Em 93, os índios criaram a Oaeyrg (Organização de Agricultores Extrativistas Yawanawá do Rio Gregório) para buscar parceria com a iniciativa privada.
"A partir da parceria com a Aveda, nosso povo foi encontrando novos horizontes em busca de uma autonomia econômica, sem sair da floresta. É uma forma de preservarmos nossos costumes, tradições e língua", diz Tashka.
O antropólogo Mauro Leonel afirma que os projetos da iniciativa privada com comunidades indígenas são mais viáveis que os do governo porque oferecem garantia de mercado para os produtos. De acordo com Ednaldo dos Santos, da Funai em Rio Branco, o projeto foi todo desenvolvido pela própria comunidade indígena. "Eles criaram a associação deles e buscaram recursos. A Funai não interveio em nada. Nem para ajudar nem para coibir."
Segundo o presidente da Oaeyrg, Raimundo Sales Luiz Yawanawá, 38, o quilo do urucum produzido pelos iauanauás é comprado pela Aveda a R$ 2,40 -preço acima do mercado nacional, que paga R$ 1,80 pelo quilo da semente da planta. Os índios colhem cerca de cinco toneladas de urucum em cada uma das duas safras anuais.

Inversão
Segundo a Funai (Fundação Nacional do Índio), em 1995, dois anos após a implantação do projeto, havia cerca de 230 índios vivendo na aldeia. Atualmente, há cerca de 500 iauanauás lá.
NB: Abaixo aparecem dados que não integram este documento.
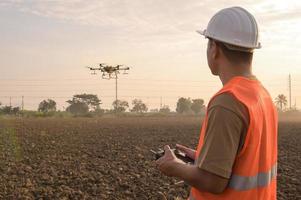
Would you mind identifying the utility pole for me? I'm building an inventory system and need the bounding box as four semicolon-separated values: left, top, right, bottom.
288;74;292;110
87;63;130;111
115;75;118;106
21;96;24;111
160;96;162;110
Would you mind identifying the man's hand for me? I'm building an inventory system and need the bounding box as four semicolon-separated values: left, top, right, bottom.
156;145;185;176
176;144;196;160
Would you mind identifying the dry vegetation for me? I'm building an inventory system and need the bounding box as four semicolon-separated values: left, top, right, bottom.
0;117;301;200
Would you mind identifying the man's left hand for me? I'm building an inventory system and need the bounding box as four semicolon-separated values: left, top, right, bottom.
156;145;185;176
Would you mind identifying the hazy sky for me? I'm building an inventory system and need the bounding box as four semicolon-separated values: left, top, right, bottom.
0;0;301;109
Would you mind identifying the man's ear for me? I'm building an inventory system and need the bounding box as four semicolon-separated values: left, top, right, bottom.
211;41;220;60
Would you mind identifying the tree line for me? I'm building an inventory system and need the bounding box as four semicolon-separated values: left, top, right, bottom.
0;93;297;116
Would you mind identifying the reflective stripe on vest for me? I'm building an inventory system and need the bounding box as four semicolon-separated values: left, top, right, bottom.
228;164;277;191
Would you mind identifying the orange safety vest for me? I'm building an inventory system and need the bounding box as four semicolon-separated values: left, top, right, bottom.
188;76;278;200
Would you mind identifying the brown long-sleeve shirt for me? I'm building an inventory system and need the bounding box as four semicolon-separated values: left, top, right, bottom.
197;93;249;179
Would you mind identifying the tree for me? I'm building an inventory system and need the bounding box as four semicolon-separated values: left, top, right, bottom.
112;100;129;113
159;105;170;113
67;93;101;111
131;99;148;113
1;106;13;115
0;106;20;115
191;99;205;115
66;102;89;115
38;99;56;113
176;97;191;114
275;94;287;111
66;94;101;115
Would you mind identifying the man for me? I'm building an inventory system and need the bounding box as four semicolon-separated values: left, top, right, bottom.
156;7;277;200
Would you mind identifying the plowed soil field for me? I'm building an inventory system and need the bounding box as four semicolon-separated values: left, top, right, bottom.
0;117;301;200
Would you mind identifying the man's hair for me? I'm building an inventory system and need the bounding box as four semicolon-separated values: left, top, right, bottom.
210;39;253;64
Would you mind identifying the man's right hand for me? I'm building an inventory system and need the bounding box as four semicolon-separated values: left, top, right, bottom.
176;144;196;160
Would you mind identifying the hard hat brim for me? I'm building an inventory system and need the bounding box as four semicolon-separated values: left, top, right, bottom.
196;29;206;37
196;29;261;51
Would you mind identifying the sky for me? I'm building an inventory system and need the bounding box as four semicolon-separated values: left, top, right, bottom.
0;0;301;109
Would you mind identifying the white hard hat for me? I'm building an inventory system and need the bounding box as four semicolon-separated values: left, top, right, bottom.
197;7;261;51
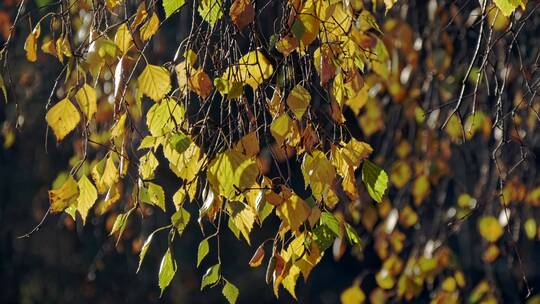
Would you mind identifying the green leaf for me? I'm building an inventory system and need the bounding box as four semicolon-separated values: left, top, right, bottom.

Quando o fundador da Aveda, Horst Rechelbacher, encontrou-se com os líderes iauanauás para discutir a parceria, sugeriu que o urucum fosse colhido na floresta. Mas os índios apresentaram a proposta de separar uma área para o cultivo da planta.
A empresa financiou o plantio de urucum em 16 hectares da reserva, associado a outras plantas tropicais da Amazônia, como castanheira, pupunheira e guaraná. Os índios já fazem o plantio com recursos próprios.
A Aveda utiliza o corante do urucum na produção de batons, xampus e condicionadores.

Tradição
A preservação das tradições indígenas foi um dos pontos do contrato firmado entre os iauanauás e a Aveda. "A empresa tem respeitado nossos limites e nossa forma tradicional de trabalhar", afirma Sales. (leia ao lado)
Para Tashka, não existe no Brasil um política que trate especificamente da questão indígena no que diz respeito a seu território tradicional, a educação diferenciada e a saúde. "A única saída da comunidade foi buscar formas de ser auto-sustentável economicamente para manter sua tradição."
A aldeia possui uma escola de 1ª a 4ª séries que ensina, além da língua portuguesa, a língua iauanauá. "Neste mundo de globalização, nós temos de preservar nossos costumes. É um meio de sobreviver. A nossa escola tem de trabalhar em torno disso", diz Biraci Brasil Yawanawá.